Los efectos especiales son la demostración de que hoy en día, en el cine contemporáneo, ya no tiene sentido la distinción entre una película de acción llena de efectos especiales y una que trata esencialmente sobre un triángulo amoroso que ha durado toda una vida y se resume en el transcurso de un partido de tenis (visto más como John McPhee que como David Foster Wallace, para ser sinceros) y que por lo tanto debería basarse por definición en la interpretación de sus actores.

Quizás el verdadero golpe de genio de Guadagnino fue este: convertir una película sobre el amor entre tres personas y el tenis en una película que se asemeja a una caricatura.

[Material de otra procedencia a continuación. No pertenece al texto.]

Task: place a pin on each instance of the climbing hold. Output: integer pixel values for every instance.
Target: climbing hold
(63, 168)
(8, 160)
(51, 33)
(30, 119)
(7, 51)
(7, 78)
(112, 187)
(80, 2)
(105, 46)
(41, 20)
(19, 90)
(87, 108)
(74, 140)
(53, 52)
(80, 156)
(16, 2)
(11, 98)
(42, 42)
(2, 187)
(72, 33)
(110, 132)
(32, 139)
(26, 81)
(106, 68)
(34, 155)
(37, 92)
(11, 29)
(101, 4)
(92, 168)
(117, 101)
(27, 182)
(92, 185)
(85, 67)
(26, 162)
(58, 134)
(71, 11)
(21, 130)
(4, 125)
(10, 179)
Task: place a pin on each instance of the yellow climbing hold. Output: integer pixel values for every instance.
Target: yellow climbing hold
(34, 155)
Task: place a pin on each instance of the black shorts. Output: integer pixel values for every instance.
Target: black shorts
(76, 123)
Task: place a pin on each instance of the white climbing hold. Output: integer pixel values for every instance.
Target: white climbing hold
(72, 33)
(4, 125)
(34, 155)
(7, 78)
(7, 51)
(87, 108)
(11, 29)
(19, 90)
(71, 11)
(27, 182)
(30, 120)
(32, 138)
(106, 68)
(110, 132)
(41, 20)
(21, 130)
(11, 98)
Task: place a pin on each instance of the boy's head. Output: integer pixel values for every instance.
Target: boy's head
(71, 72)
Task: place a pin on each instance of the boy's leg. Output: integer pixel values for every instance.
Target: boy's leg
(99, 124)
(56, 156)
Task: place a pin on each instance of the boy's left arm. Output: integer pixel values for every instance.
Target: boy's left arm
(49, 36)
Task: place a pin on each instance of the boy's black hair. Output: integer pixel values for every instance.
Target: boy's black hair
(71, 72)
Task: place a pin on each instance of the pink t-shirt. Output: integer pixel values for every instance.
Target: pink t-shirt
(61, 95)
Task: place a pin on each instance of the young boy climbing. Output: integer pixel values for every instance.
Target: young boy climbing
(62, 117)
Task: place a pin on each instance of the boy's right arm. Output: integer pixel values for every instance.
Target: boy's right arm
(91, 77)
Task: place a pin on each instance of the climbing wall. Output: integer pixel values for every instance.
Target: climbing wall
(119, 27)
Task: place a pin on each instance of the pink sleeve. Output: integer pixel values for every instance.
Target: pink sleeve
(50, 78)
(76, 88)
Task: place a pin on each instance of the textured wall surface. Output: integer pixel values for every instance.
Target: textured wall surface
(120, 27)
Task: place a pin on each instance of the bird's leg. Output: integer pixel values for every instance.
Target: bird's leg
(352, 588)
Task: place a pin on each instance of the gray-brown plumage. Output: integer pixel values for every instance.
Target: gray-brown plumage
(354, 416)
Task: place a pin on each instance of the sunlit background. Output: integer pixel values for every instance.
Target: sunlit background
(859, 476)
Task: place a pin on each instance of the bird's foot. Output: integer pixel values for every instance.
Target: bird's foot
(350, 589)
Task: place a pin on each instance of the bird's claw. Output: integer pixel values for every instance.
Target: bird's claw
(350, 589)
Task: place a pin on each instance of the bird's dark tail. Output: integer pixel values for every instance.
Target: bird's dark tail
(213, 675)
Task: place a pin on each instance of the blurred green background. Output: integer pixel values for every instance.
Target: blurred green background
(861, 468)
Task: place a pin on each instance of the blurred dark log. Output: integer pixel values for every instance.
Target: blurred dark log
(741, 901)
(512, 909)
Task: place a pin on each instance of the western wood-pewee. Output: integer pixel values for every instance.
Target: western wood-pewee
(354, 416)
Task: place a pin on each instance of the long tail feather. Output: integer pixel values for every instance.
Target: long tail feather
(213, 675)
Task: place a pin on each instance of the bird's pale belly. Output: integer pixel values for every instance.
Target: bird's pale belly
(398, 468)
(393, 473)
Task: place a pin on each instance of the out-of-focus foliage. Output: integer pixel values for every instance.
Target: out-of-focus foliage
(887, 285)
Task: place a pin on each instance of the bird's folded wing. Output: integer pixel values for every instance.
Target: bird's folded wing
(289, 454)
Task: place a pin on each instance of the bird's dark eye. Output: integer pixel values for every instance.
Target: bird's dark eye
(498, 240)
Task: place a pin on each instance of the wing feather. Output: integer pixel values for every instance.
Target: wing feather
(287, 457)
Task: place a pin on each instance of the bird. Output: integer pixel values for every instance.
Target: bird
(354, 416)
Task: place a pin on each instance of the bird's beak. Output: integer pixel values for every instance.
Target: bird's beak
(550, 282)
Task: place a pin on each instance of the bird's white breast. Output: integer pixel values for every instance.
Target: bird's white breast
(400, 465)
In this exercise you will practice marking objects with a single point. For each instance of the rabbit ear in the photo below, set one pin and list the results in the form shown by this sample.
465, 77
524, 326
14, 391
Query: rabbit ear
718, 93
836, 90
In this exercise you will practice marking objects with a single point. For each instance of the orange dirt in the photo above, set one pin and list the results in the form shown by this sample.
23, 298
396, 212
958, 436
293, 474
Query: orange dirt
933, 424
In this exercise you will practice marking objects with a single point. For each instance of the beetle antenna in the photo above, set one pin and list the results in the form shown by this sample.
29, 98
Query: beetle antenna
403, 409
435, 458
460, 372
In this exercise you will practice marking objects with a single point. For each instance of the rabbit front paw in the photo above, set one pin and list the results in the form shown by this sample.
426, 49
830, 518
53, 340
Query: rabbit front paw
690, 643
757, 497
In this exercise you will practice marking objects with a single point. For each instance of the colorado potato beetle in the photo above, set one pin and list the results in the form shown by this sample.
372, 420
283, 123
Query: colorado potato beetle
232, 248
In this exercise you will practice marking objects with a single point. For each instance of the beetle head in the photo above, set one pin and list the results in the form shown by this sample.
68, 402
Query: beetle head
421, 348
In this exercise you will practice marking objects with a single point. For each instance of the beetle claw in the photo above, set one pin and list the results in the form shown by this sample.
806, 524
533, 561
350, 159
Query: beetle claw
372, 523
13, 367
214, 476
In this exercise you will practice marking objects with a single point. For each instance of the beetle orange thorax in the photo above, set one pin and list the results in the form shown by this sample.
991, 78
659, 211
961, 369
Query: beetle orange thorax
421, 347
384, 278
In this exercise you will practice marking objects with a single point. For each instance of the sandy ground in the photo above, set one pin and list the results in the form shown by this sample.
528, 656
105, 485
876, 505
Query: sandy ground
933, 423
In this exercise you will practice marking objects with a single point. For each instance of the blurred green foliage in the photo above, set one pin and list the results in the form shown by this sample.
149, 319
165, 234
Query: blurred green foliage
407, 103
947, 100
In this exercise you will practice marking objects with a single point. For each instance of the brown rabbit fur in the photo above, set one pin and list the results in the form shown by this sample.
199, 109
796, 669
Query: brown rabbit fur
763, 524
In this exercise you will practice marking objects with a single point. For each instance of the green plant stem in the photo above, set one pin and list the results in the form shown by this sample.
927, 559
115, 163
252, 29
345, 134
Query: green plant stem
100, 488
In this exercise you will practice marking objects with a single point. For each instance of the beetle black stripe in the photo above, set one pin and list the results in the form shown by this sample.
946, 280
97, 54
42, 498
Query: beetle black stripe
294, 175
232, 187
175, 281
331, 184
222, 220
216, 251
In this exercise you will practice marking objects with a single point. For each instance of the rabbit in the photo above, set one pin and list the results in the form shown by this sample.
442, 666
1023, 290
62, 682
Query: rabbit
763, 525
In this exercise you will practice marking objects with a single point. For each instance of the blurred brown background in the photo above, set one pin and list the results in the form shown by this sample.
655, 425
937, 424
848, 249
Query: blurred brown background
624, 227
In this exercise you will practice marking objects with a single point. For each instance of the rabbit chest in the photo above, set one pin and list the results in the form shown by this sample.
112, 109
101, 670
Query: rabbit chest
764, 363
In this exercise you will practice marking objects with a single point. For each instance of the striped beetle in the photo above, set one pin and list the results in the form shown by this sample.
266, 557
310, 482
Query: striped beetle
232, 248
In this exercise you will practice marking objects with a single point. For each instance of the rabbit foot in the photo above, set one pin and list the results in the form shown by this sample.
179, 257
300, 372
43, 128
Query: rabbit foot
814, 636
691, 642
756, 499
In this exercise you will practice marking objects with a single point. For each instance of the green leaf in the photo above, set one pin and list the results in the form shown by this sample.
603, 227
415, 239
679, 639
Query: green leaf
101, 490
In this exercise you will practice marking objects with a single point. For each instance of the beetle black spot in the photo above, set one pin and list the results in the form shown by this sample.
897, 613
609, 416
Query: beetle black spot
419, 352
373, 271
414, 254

Gracias a los efectos especiales, de lo contrario nunca hubiera logrado. Me explico.

Está la intensidad romántica, está la tensión subrayada por la excelente y potente banda sonora de Trent Reznor y Atticus Ross (algo repetitiva), está la hábil escritura de la dirección. Pero luego, vamos, esta película se ve como una serie animada, gracias a esas aperturas hiperrealistas que ninguna cifra dirigencial hubiera aceptado hasta hace unos pocos años.

Ver el partido dilatado al extremo, las aperturas de sentido a través de la gestión del marcador, los intercambios, el tipo de juego y los acercamientos, tiene todo el sabor de esas viejas series como Jenny la tenista (emitida en Italia en 1981) y, también en los años setenta-ocheinta, de los diversos animes dedicados al fútbol (Holly e Benji alias Campeones: Oliver y Benji) y al voleibol (Mimì y las chicas de la voleibol).

Las series animadas japonesas fueron las primeras en intentar el camino del hiperrealismo, de la deformación del objeto del juego (la pelota) y de los tiempos del partido, del punto de vista subjetivo, de la cercanía con los tiempos del flujo de juego, con la «zona» de los atletas, para contar otras historias. Estos recursos se utilizaron para dar una dimensión inalcanzable en las narrativas cinematográficas tradicionales de la época, combinando deporte, es decir, tensiones competitivas cercanas a un thriller o un terror, obviamente con amor y tensión sentimental.

Fue una forma posmoderna de contar historias para niños y niñas, pero también muy inteligente y rica. Tanto que la huella dejada por esos trabajos fue muy profunda, realmente cambió dos generaciones: las últimas generaciones X y los primeros Millennials.

Guadagnino nació en 1971 (plenamente generación X), es un director culto, rico en matices, con una técnica monstruosa y con un ojo innato para la gran tensión. Esa que asusta y mantiene a los espectadores pegados al asiento del cine. Pero también es hijo de una generación que ha visto el deporte a través de lentes diferentes, incluida la del hiperrealismo de los animes de antaño. Y ha integrado en su formación estímulos y referencias diversas, entre las cuales, me atrevo a decir, también estas.

Después de todo, si Alessandro Del Piero ha declarado públicamente que fue precisamente el anime de Yōichi Takahashi lo que le hizo apasionarse por el fútbol de niño, ¿podemos avanzar nuestra teoría interpretativa? ¿Es decir, que la forma de contar visualmente el tenis para Guadagnino no podría remontarse también a los estilemas y la poética de Jenny la tenista? Quién sabe.

Artículo originalmente publicado en Fumettologica y aquí presentado en una versión editada.